Seqanswers Leaderboard Ad

Collapse

Announcement

Collapse
No announcement yet.
X
 
  • Filter
  • Time
  • Show
Clear All
new posts

  • #16
    BTW, SOLiD does no read filtering, so all the worst reads taken from beads sitting at the very edge of the flowcell cause the reads at the beginning and end of the files to be very low quality. You might want to try a test on reads pulled from the middle of the file. If those are okay, just filter you input data by throwing out reads that have missing data (".") bases. Not really worth the effort to get a conversion program to stop choking on garbage reads.

    --
    Phillip

    Comment


    • #17
      Your color space FASTA file:
      Code:
      # Title: Corrida_16_01RMDSPFR004_1
      >1117_10_107_F3
      T02...0..03.120.2...3.300..00.3.2..31.203.3...1..03
      >1117_10_146_F3
      T30...2..10.303.2...2.110..11.0.1..32.033.1...2..33
      >1117_10_1017_F3
      T32...1..30.210.3...2.013..01.2.0..23.233.2...0..33
      >1117_11_136_F3
      T20...3..30.203.2...0.232..31.2.32.22.222.3...0..03
      These are leading base and fifty colour scores, total length 51.

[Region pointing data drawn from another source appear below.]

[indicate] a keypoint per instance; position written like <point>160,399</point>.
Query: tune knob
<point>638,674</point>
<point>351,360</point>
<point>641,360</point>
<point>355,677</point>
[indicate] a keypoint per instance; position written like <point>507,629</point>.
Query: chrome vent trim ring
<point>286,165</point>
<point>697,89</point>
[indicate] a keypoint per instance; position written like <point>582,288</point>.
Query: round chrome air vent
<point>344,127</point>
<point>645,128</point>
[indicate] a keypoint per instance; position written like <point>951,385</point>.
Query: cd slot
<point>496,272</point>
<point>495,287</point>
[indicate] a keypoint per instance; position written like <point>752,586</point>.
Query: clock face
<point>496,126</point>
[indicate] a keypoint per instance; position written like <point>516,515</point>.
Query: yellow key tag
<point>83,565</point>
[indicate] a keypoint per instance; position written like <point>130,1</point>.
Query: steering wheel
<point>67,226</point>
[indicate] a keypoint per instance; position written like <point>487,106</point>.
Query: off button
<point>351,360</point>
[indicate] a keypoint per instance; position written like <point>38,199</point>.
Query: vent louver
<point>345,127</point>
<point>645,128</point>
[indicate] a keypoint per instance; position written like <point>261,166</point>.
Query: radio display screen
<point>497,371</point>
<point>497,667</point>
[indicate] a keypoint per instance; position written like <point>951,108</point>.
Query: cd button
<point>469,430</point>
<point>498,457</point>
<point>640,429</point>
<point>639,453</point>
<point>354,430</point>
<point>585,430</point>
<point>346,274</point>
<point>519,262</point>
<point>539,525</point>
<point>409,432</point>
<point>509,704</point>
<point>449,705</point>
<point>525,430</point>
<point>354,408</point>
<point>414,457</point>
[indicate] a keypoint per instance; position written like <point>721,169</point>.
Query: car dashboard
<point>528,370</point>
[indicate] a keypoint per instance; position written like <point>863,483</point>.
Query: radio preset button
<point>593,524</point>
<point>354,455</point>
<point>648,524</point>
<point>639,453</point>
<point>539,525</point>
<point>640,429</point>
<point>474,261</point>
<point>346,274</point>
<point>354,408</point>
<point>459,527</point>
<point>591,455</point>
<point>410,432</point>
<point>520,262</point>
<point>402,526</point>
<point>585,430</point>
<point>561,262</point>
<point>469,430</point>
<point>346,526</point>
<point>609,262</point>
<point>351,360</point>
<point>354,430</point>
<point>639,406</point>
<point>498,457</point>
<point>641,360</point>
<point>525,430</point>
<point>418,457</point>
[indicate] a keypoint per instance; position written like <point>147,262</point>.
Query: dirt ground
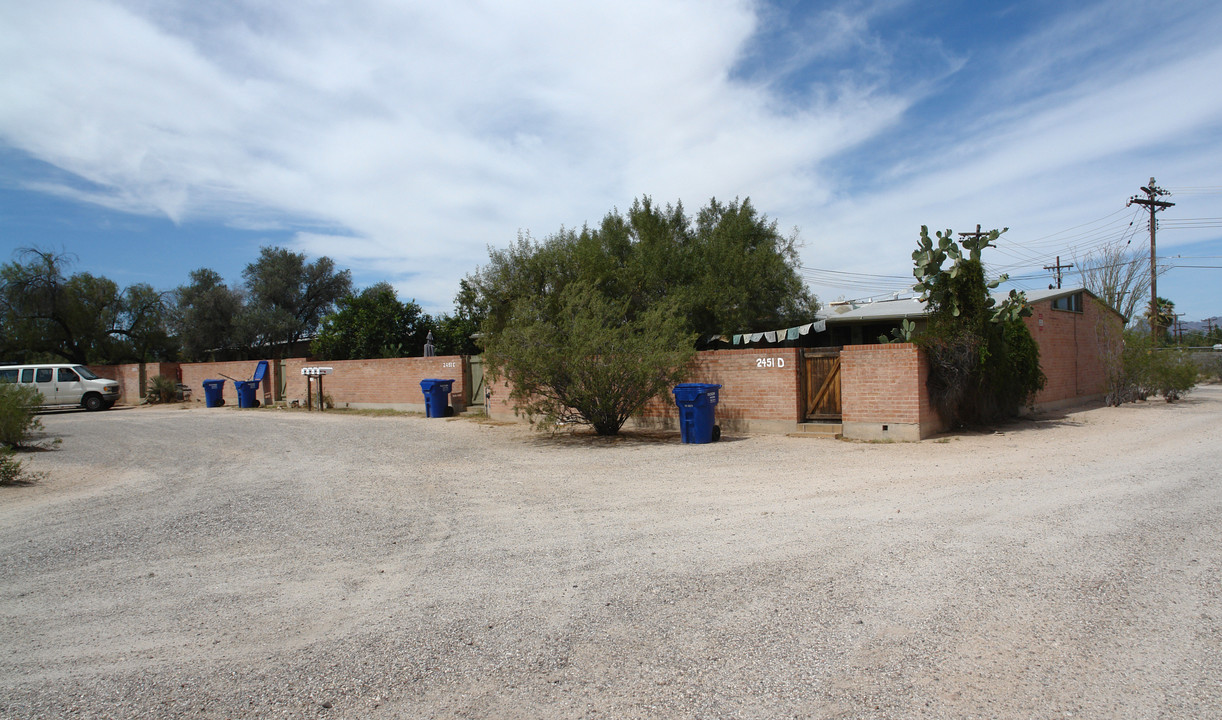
<point>271,564</point>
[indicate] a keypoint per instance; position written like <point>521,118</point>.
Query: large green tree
<point>373,323</point>
<point>730,270</point>
<point>984,363</point>
<point>83,318</point>
<point>289,297</point>
<point>456,333</point>
<point>590,324</point>
<point>207,315</point>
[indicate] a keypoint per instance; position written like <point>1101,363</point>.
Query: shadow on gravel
<point>589,439</point>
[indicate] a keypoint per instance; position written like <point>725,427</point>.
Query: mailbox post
<point>315,373</point>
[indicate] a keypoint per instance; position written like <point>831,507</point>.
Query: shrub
<point>1144,371</point>
<point>1174,374</point>
<point>984,363</point>
<point>11,472</point>
<point>161,389</point>
<point>17,421</point>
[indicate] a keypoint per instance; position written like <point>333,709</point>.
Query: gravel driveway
<point>271,564</point>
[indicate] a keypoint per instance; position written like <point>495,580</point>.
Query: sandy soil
<point>262,564</point>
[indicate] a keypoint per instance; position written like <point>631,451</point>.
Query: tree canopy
<point>984,363</point>
<point>83,318</point>
<point>588,325</point>
<point>727,270</point>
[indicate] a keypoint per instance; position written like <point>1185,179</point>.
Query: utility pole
<point>1058,267</point>
<point>975,235</point>
<point>1152,192</point>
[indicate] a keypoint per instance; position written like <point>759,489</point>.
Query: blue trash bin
<point>436,397</point>
<point>214,393</point>
<point>697,402</point>
<point>247,393</point>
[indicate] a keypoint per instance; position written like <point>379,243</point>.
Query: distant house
<point>1072,326</point>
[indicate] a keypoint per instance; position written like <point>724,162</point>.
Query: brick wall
<point>759,391</point>
<point>391,383</point>
<point>131,389</point>
<point>884,395</point>
<point>1069,351</point>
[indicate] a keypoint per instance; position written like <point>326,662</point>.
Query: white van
<point>64,385</point>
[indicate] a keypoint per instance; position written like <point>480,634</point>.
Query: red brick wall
<point>394,382</point>
<point>128,378</point>
<point>886,384</point>
<point>1069,350</point>
<point>758,388</point>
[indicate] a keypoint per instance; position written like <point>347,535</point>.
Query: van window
<point>1069,302</point>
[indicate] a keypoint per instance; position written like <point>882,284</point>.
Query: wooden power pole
<point>1057,268</point>
<point>1154,204</point>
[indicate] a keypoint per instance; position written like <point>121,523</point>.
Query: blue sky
<point>153,137</point>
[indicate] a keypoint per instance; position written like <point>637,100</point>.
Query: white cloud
<point>403,138</point>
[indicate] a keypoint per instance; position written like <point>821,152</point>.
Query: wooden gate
<point>821,383</point>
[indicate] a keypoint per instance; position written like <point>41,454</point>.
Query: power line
<point>1154,204</point>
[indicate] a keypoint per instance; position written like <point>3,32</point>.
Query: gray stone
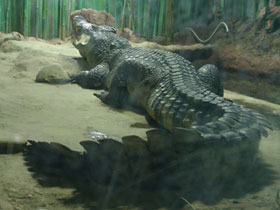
<point>52,73</point>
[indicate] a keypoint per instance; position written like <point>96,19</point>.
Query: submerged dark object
<point>165,85</point>
<point>196,37</point>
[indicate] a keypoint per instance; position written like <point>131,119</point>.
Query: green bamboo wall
<point>148,18</point>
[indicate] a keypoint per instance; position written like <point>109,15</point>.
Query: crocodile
<point>205,140</point>
<point>165,85</point>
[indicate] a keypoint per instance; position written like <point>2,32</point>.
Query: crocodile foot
<point>103,96</point>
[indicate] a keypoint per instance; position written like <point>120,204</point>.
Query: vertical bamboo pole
<point>8,8</point>
<point>69,25</point>
<point>91,5</point>
<point>59,2</point>
<point>161,17</point>
<point>95,4</point>
<point>168,19</point>
<point>102,4</point>
<point>26,16</point>
<point>56,18</point>
<point>140,17</point>
<point>45,24</point>
<point>64,19</point>
<point>256,7</point>
<point>123,16</point>
<point>37,15</point>
<point>2,15</point>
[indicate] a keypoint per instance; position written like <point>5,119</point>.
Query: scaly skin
<point>167,86</point>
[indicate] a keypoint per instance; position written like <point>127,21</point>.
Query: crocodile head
<point>95,42</point>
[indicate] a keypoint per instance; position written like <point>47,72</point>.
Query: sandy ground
<point>64,113</point>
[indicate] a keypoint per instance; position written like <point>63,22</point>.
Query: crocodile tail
<point>181,100</point>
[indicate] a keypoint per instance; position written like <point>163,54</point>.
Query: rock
<point>104,18</point>
<point>52,73</point>
<point>9,46</point>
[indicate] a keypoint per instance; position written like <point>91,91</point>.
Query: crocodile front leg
<point>93,79</point>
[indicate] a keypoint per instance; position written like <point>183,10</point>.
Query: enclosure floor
<point>63,113</point>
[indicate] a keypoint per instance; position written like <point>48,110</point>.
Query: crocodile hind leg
<point>209,75</point>
<point>116,98</point>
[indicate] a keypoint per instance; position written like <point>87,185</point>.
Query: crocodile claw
<point>102,96</point>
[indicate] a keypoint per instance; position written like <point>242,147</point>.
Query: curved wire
<point>209,39</point>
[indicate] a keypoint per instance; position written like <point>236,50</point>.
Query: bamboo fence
<point>49,19</point>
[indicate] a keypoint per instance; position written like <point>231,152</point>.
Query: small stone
<point>53,74</point>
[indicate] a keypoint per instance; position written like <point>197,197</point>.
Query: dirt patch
<point>64,113</point>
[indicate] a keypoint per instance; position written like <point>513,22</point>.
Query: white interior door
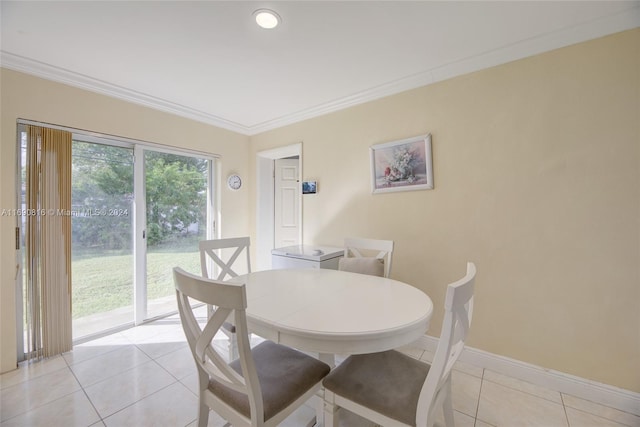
<point>287,202</point>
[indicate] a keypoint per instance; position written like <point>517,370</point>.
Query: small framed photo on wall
<point>309,187</point>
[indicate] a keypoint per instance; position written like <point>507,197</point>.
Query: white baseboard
<point>604,394</point>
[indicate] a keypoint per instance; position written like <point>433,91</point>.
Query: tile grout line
<point>84,392</point>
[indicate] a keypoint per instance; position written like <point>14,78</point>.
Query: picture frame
<point>403,165</point>
<point>309,187</point>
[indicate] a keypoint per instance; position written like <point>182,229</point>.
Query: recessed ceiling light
<point>266,18</point>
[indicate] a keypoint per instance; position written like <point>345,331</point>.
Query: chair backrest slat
<point>455,328</point>
<point>353,247</point>
<point>217,250</point>
<point>229,299</point>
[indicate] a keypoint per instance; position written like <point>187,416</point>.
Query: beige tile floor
<point>145,376</point>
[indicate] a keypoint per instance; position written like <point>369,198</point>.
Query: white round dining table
<point>334,312</point>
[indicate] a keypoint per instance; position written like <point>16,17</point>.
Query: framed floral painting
<point>402,165</point>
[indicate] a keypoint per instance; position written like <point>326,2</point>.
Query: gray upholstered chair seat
<point>284,375</point>
<point>392,391</point>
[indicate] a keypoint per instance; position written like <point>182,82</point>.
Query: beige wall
<point>27,97</point>
<point>537,180</point>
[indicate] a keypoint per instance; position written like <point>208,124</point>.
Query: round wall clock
<point>234,182</point>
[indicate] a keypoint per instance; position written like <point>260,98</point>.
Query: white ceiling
<point>208,60</point>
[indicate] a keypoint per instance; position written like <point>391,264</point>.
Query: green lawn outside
<point>103,280</point>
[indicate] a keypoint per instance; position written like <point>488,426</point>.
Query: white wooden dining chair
<point>393,389</point>
<point>260,388</point>
<point>219,260</point>
<point>367,256</point>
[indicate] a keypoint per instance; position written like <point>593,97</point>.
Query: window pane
<point>176,196</point>
<point>102,255</point>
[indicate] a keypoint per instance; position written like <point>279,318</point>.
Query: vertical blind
<point>48,241</point>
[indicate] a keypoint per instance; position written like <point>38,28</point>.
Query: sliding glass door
<point>102,243</point>
<point>137,212</point>
<point>176,188</point>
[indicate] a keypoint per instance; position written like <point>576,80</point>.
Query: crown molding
<point>600,27</point>
<point>60,75</point>
<point>622,21</point>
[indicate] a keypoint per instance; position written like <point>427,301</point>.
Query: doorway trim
<point>265,234</point>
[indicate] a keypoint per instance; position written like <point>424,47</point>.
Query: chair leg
<point>203,415</point>
<point>447,404</point>
<point>330,410</point>
<point>203,411</point>
<point>233,347</point>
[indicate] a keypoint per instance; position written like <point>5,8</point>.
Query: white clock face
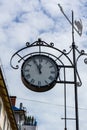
<point>40,71</point>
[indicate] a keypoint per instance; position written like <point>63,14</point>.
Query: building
<point>7,118</point>
<point>11,117</point>
<point>24,122</point>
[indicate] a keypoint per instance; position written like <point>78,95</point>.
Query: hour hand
<point>38,67</point>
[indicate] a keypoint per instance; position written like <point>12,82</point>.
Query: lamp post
<point>38,56</point>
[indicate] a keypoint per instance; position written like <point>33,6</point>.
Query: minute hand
<point>38,67</point>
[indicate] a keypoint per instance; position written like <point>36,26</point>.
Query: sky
<point>24,21</point>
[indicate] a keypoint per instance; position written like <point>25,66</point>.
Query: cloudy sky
<point>24,21</point>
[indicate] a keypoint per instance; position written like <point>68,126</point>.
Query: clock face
<point>39,73</point>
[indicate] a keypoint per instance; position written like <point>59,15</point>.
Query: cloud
<point>25,21</point>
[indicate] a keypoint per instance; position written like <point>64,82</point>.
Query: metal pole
<point>65,102</point>
<point>75,77</point>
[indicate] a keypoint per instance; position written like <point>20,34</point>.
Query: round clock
<point>39,73</point>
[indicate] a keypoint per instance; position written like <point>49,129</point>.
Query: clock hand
<point>38,67</point>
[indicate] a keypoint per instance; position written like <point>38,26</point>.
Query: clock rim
<point>36,88</point>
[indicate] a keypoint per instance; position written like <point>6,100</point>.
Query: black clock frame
<point>35,87</point>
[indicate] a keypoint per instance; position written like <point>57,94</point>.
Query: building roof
<point>6,102</point>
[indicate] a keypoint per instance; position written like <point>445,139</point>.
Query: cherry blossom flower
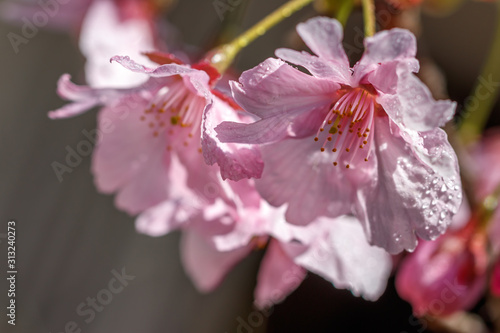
<point>105,28</point>
<point>364,139</point>
<point>335,249</point>
<point>446,275</point>
<point>151,133</point>
<point>450,274</point>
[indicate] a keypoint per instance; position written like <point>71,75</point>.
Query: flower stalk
<point>224,55</point>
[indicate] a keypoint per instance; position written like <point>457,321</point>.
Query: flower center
<point>176,111</point>
<point>350,122</point>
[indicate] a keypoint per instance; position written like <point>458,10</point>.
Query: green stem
<point>485,92</point>
<point>369,17</point>
<point>224,55</point>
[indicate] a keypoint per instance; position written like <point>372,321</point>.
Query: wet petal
<point>413,106</point>
<point>236,161</point>
<point>298,173</point>
<point>324,37</point>
<point>418,175</point>
<point>262,92</point>
<point>341,254</point>
<point>278,276</point>
<point>206,266</point>
<point>389,45</point>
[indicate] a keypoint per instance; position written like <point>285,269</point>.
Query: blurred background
<point>71,240</point>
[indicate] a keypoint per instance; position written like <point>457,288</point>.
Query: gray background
<point>70,237</point>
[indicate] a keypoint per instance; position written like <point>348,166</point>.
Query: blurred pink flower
<point>399,174</point>
<point>149,151</point>
<point>446,275</point>
<point>105,28</point>
<point>450,274</point>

      Your color space QUAL file:
      Code:
      # Title: Corrida_16_01RMDSPFR004_1
      >1117_10_107_F3
      23 31 -1 -1 -1 29 -1 -1 20 32 -1 18 25 7 -1 6 -1 -1 -1 30 -1 20 13 7 -1 -1 21 30 -1 24 -1 22 -1 -1 22 14 -1 12 26 21 -1 5 -1 -1 -1 20 -1 -1 12 28 
      >1117_10_146_F3
      20 33 -1 -1 -1 29 -1 -1 28 28 -1 7 16 5 -1 30 -1 -1 -1 14 -1 4 13 4 -1 -1 11 13 -1 5 -1 7 -1 -1 10 16 -1 4 12 15 -1 8 -1 -1 -1 16 -1 -1 10 4 
      >1117_10_1017_F3
      33 33 -1 -1 -1 27 -1 -1 17 16 -1 28 24 11 -1 6 -1 -1 -1 29 -1 8 29 24 -1 -1 8 8 -1 20 -1 13 -1 -1 8 13 -1 28 10 24 -1 10 -1 -1 -1 4 -1 -1 7 6 
      >1117_11_136_F3
      16 22 -1 -1 -1 33 -1 -1 30 27 -1 27 28 32 -1 29 -1 -1 -1 27 -1 18 9 6 -1 -1 23 16 -1 26 -1 5 7 -1 22 7 -1 18 14 8 -1 8 -1 -1 -1 11 -1 -1 4 24
      These have 50 quality scores, as expected. I'm not sure why there are some -1 scores, PHRED only goes down to zero, but I would expect your FASTQ to look like this (treating those as PHRED 0 which becomes ! in FASTQ):
      Code:
      @1117_10_107_F3
      T02...0..03.120.2...3.300..00.3.2..31.203.3...1..03
      +
      8@!!!>!!5A!3:(!'!!!?!5.(!!6?!9!7!!7/!-;6!&!!!5!!-=
      @1117_10_146_F3
      T30...2..10.303.2...2.110..11.0.1..32.033.1...2..33
      +
      5B!!!>!!==!(1&!?!!!/!%.%!!,.!&!(!!+1!%-0!)!!!1!!+%
      @1117_10_1017_F3
      T32...1..30.210.3...2.013..01.2.0..23.233.2...0..33
      +
      BB!!!<!!21!=9,!'!!!>!)>9!!))!5!.!!).!=+9!+!!!%!!('
      @1117_11_136_F3
      T20...3..30.203.2...0.232..31.2.32.22.222.3...0..03
      +
      17!!!B!!?<!<=A!>!!!<!3*'!!81!;!&(!7(!3/)!)!!!,!!%9

      Comment


      • #18
        Ok thanks pmiguel, I'll try that

        Comment


        • #19
          Originally posted by pmiguel View Post
          BTW, SOLiD does no read filtering, so all the worst reads taken from beads sitting at the very edge of the flowcell cause the reads at the beginning and end of the files to be very low quality. You might want to try a test on reads pulled from the middle of the file. If those are okay, just filter you input data by throwing out reads that have missing data (".") bases. Not really worth the effort to get a conversion program to stop choking on garbage reads.
          If that is the problem, it does seem worth reporting it and getting it fixed to stop someone else wasting their time with this kind of issue.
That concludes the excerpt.